Enterprise Agent Chat Endpoint — Design
Status: Draft Date: 2026-04-23 Owner: [email protected] Module: backend/ee/cloud/chat/
Context
The OSS chat endpoint at backend/src/pocketpaw/api/v1/chat.py (POST /chat, POST /chat/stream, POST /chat/stop) is a stateless bridge from a user message to the AgentLoop. It has no notion of workspace, group, DM, pocket, presence, or ripple (dynamic UI) output, and it intentionally must stay that way for the single-user local product.
The enterprise cloud surface (backend/ee/cloud/chat/router.py) already provides workspace-scoped REST + WebSocket for groups, DMs, messages, reactions, threads, and pins, but it does not yet have a dedicated agent-generation endpoint.
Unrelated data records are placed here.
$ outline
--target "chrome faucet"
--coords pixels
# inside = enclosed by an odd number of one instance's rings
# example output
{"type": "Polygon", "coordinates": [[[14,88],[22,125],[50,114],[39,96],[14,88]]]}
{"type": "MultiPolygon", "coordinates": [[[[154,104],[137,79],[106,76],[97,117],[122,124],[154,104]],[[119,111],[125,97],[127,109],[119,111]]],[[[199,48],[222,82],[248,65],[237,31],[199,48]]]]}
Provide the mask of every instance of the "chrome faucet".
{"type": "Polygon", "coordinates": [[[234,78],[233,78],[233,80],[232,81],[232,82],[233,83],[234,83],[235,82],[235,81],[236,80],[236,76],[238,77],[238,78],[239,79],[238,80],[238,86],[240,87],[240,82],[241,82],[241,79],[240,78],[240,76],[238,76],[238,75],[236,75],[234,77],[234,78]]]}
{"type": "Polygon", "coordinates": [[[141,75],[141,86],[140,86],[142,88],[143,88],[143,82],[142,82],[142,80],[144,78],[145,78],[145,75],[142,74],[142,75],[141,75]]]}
Agent replies inside the cloud flow today go through ee/cloud/shared/agent_bridge.py without scope-aware context, pocket-scoped tools, or structured ripple output.
Goal
Add a fully separate enterprise agent chat endpoint that:
- Lives entirely under the enterprise auth + license stack (
require_license,current_user_id,current_workspace_id, scope-specific membership guards). - Is scope-aware for DM, group, and pocket contexts.
- Streams rich output (chunks, tool events, thinking, ripple UI blocks) over SSE to the caller.
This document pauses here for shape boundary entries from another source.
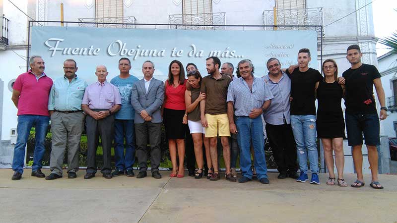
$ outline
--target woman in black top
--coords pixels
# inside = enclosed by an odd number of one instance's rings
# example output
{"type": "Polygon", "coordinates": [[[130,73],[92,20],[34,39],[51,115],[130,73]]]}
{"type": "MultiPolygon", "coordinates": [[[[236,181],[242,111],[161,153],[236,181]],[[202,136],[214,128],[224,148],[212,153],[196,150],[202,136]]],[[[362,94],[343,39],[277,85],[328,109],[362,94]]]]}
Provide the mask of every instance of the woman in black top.
{"type": "Polygon", "coordinates": [[[344,93],[344,85],[337,82],[337,66],[332,59],[326,59],[323,63],[324,79],[316,85],[318,101],[317,110],[317,138],[321,139],[324,148],[326,165],[330,173],[328,185],[335,185],[333,172],[333,157],[338,173],[337,183],[341,187],[347,186],[343,179],[343,140],[345,138],[344,120],[341,107],[344,93]]]}

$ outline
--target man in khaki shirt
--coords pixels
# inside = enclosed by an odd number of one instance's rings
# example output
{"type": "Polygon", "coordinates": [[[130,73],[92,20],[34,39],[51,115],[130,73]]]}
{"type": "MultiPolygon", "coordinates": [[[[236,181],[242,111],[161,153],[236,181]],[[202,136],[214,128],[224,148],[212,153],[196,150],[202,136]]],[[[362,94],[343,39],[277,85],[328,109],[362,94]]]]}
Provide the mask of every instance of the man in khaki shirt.
{"type": "Polygon", "coordinates": [[[236,177],[230,173],[230,148],[229,138],[229,119],[227,117],[227,88],[231,80],[219,72],[220,60],[216,56],[206,59],[206,66],[209,75],[202,78],[200,91],[207,95],[205,100],[200,102],[201,120],[205,127],[205,137],[209,138],[211,161],[214,167],[214,174],[211,180],[220,178],[218,168],[218,152],[216,149],[217,137],[221,138],[223,147],[223,159],[226,166],[226,178],[235,182],[236,177]]]}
- Broadcasts the finished assistant message (and agent typing state) to other scope members over the existing
/ws/cloudWebSocket. - Mounts pocket-scoped tools for pocket runs, without leaking them to other scopes.
- Shares the underlying AgentLoop engine with OSS — we wrap, we do not fork.
- Routes soul observation and self-evaluation to the target agent’s soul, fixing the current bug where the default PocketPaw soul is updated no matter which agent was actually addressed.
Non-goals:
- Changing
api/v1/chat.pyin any way. - Live chunk-by-chunk broadcast to non-caller members (deferred; finished-message broadcast only for now).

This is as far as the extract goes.